Haber Başlığı

Bir an durun ve kendinize sorun: “Çocuğumun gerçek mutluluğu neyle gelir?” Çocuklar, genellikle aldıkları oyuncaklarla, yeni bir bilgisayar oyunu veya bir parka gitmekle mutlu olurlar.

Ancak bu yüzeysel mutluluk, derin bir tatmin sağlayabilir mi? Belki de bir lolipop ya da uyku saatinin bir saat geç olması, kısa süreli bir neşe kaynağıdır. Fast-food, hem çocukların hem de bazı yetişkinlerin favorisi olabilir ama bu, kalıcı bir mutluluk sağlamaz.

Mutluluğu sağlamak ile mutlu olmayı öğretmek, tamamen farklı iki kavram. Eğer çocuğunuza yalnızca onu mutlu edecek şeyler sunarsanız, ileride kendi mutluluğunu başka yerlerde arayan bir birey yetiştirmiş olursunuz.

Amacınız, çocuğunuzun bağımsız ve kendine yeten bir birey olmasını sağlamak olmalı. Mutluluğu dışsal kaynaklarda arayan birini yetiştirmek, ileride birçok zorlukla yüzleşmesine sebep olabilir.

Bu durumda, ilişkilerde de sorunlar ortaya çıkabilir. Bir partnerin sürekli diğerini mutlu etme sorumluluğu, sağlıksız bir dinamiğe yol açar. Bu tür bir ilişki, her iki taraf için de stres kaynağı olabilir.

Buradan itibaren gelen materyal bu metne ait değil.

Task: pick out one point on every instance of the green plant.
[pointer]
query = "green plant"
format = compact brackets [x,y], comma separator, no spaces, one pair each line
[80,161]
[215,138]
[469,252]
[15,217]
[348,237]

Gerçek ve kalıcı mutluluk, bireyin kendi içsel dünyasıyla ilişkilidir. Eğer çocuğunuza, mutluluğun sürekli bir arayış değil, içsel bir yolculuk olduğunu gösterirseniz, onun hayatında çok daha sağlam temeller atmış olursunuz. Mutluluğu başka kişilerden beklemek yerine, onu kendisi bulmayı öğrenmelidir.

Unutmayın ki çocuklar her şeyi gözlemler ve model alırlar. Sadece yeme içme değil, hayatın her alanındaki tutum ve davranışlarınızı izlerler. Eğer siz, küçük şeylerden mutlu olmayı başarabilen biriyseniz, çocuğunuz da bu tutumu öğrenecektir. Yeni bir araba ya da lüks bir restoranda yenen yemek geçici mutluluklar sunar, ancak gerçek tatmin, öz mutluluk kaynağınızda yatar.